Earthmover PBC just closed a $7.2M seed round, and it’s not just another funding headline, it’s the story of two scientists who refused to accept that working with climate and weather data had to feel like chiseling stone tablets. Ryan Abernathey and Joe Hamman built their careers around understanding the physical world, only to realize the tools for handling petabyte-scale data were stuck in the academic basement. So they built their own. What started as community-driven tools for the Pangeo ecosystem has now become a full-fledged data infrastructure company sitting at the center of climate tech and AI.
Lowercarbon Capital led the round, with Costanoa Ventures back for another spin after the $1.7M pre-seed they led in 2022, joined this time by Preston-Werner Ventures. That brings Earthmover’s total to $8.9M, and it’s the kind of check written with conviction. These aren’t investors chasing buzzwords; they’re betting on founders who’ve already proven they can take theory and translate it into platforms trusted by NASA, RWE, Sylvera, and Kettle.

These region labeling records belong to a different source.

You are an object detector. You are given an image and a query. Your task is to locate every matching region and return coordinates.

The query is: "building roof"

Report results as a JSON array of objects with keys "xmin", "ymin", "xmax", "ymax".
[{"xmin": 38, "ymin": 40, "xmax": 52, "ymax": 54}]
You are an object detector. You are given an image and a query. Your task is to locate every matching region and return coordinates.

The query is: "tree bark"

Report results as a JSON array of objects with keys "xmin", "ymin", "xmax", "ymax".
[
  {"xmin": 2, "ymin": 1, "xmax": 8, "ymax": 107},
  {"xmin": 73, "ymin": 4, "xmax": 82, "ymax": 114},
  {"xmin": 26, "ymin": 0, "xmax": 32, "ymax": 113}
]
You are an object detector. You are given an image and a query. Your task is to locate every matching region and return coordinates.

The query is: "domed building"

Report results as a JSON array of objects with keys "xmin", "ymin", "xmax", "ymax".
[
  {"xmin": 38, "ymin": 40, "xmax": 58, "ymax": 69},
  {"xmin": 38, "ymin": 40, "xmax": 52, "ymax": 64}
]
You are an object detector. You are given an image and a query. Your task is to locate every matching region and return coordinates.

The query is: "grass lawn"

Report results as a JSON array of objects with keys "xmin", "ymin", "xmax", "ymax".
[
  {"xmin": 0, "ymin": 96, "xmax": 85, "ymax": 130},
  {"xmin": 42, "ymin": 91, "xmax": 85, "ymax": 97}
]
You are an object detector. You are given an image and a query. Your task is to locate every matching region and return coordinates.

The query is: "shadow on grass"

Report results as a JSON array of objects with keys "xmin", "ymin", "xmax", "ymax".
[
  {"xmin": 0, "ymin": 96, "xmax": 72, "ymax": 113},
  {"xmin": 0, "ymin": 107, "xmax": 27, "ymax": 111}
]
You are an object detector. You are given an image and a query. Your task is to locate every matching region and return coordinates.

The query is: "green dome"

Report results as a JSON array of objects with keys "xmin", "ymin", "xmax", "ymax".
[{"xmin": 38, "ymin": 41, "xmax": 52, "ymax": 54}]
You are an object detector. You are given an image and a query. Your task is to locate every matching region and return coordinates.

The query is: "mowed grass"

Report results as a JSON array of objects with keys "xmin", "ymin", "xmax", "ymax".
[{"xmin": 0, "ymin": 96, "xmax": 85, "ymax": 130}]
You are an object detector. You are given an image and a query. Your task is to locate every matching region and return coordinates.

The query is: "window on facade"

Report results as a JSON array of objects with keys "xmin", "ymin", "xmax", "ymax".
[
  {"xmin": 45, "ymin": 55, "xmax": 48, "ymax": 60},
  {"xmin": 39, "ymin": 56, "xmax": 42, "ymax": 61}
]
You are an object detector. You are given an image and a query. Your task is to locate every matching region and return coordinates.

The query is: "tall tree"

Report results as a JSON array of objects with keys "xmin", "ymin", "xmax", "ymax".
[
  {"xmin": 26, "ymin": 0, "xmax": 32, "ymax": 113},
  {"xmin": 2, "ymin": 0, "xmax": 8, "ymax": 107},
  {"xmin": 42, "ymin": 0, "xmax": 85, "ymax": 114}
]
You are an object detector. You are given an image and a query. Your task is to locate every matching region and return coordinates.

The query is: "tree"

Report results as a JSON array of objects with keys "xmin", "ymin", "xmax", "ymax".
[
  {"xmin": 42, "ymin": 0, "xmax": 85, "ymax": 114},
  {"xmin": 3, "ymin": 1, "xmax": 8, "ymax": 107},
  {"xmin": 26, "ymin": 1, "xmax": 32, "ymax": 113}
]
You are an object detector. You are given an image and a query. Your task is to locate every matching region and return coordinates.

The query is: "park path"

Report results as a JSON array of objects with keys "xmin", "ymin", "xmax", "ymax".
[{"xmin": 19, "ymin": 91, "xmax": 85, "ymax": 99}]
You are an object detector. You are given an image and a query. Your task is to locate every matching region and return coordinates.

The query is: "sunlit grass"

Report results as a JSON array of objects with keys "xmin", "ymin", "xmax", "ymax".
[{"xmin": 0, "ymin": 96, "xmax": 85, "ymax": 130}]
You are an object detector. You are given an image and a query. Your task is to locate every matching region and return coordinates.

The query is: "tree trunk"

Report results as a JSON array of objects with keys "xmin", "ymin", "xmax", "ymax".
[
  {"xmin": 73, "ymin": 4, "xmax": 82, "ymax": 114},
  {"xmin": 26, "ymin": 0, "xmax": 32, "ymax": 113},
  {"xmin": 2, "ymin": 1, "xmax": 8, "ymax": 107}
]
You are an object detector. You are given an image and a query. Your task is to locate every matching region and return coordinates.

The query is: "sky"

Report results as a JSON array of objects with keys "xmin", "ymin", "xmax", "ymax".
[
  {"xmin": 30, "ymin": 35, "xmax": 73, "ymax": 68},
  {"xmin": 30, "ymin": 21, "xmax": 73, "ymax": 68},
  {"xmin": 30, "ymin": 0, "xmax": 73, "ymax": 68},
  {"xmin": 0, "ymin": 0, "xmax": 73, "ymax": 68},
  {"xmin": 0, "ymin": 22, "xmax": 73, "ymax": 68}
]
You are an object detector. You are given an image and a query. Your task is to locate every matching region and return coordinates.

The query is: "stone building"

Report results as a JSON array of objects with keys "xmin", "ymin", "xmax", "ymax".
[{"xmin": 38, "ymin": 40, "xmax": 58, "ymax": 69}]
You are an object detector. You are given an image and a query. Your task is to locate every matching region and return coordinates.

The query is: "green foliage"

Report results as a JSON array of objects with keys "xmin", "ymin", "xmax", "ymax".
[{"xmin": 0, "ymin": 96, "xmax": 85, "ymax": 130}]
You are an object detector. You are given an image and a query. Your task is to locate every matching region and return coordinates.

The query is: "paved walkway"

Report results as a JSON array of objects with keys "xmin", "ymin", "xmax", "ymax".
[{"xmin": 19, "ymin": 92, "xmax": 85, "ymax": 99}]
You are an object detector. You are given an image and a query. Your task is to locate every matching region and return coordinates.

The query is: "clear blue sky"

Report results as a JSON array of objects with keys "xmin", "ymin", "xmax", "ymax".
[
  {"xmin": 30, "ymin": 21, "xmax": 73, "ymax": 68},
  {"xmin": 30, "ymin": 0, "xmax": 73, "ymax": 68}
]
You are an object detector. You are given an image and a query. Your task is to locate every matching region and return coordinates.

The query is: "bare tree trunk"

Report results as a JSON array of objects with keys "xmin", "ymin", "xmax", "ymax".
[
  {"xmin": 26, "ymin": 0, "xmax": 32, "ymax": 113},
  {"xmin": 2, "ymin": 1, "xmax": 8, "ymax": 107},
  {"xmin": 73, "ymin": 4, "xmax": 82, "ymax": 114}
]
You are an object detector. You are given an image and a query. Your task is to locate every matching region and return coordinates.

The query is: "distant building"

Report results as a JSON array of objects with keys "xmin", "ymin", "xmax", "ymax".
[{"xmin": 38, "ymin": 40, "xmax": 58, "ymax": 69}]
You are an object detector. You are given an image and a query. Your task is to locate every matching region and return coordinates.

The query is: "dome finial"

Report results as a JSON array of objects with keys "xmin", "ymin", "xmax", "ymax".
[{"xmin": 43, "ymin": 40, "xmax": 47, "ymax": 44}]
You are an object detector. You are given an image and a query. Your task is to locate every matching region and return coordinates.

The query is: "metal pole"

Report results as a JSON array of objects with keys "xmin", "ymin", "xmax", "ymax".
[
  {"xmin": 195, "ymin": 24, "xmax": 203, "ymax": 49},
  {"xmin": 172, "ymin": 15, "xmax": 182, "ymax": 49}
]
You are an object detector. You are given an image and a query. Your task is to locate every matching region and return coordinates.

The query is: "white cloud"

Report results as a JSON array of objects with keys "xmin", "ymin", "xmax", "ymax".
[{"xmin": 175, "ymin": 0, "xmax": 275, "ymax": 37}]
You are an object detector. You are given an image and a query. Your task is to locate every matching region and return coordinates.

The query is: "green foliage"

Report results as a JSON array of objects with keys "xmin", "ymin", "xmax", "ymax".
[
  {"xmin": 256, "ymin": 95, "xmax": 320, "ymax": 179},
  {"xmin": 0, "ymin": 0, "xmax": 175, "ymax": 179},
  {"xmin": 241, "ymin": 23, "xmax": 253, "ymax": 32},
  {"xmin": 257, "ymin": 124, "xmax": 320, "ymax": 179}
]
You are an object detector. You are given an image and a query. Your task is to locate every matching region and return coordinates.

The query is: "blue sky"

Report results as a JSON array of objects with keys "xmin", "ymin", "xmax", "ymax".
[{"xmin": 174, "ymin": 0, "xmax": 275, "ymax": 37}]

At the core is a three-part stack that hits harder than it looks on paper. Icechunk is the storage engine optimized for tensors. Arraylake is the management layer with version control built for scientific scale. Flux is the delivery gateway that makes the data actually usable. Put it together and you’ve got infrastructure that turns unmanageable climate datasets into clean pipelines for AI and machine learning. NASA saw a 100x performance jump in Earth observation retrieval thanks to Icechunk. RWE runs renewable forecasts on it. Kettle uses it to assess wildfire risk. Sylvera leans on it to keep carbon credit markets honest. This isn’t potential, it’s already being monetized.
The bigger play is timing. Climate change is no longer an abstract future problem; it’s a real-time business risk. Renewable energy producers, insurers, and governments all need high-fidelity data that doesn’t collapse under the weight of petabytes. Most infrastructure wasn’t built for tensors, it was built for spreadsheets. Earthmover is filling that gap, giving AI the fuel it needs to model the physical world with precision instead of guesswork.
Abernathey and Hamman are more than founders, they’re architects of the open-source foundations (Xarray, Zarr, Pangeo) that thousands of scientists already rely on. That’s credibility investors can’t buy and competitors can’t fake. Customers know Earthmover isn’t locking them in. They’re providing portability, cloud-agnostic infrastructure, and security designed for organizations that take sovereignty seriously.
This $7.2M round is fuel for acceleration: expanding engineering and customer success teams, enhancing Icechunk and Arraylake, and scaling Flux to reach even more complex use cases. The signal is clear, if AI is going to predict the physical world instead of just mimicking it, the data engine has to be as advanced as the models themselves. Earthmover isn’t just moving data; they’re moving the way the world makes sense of earth itself.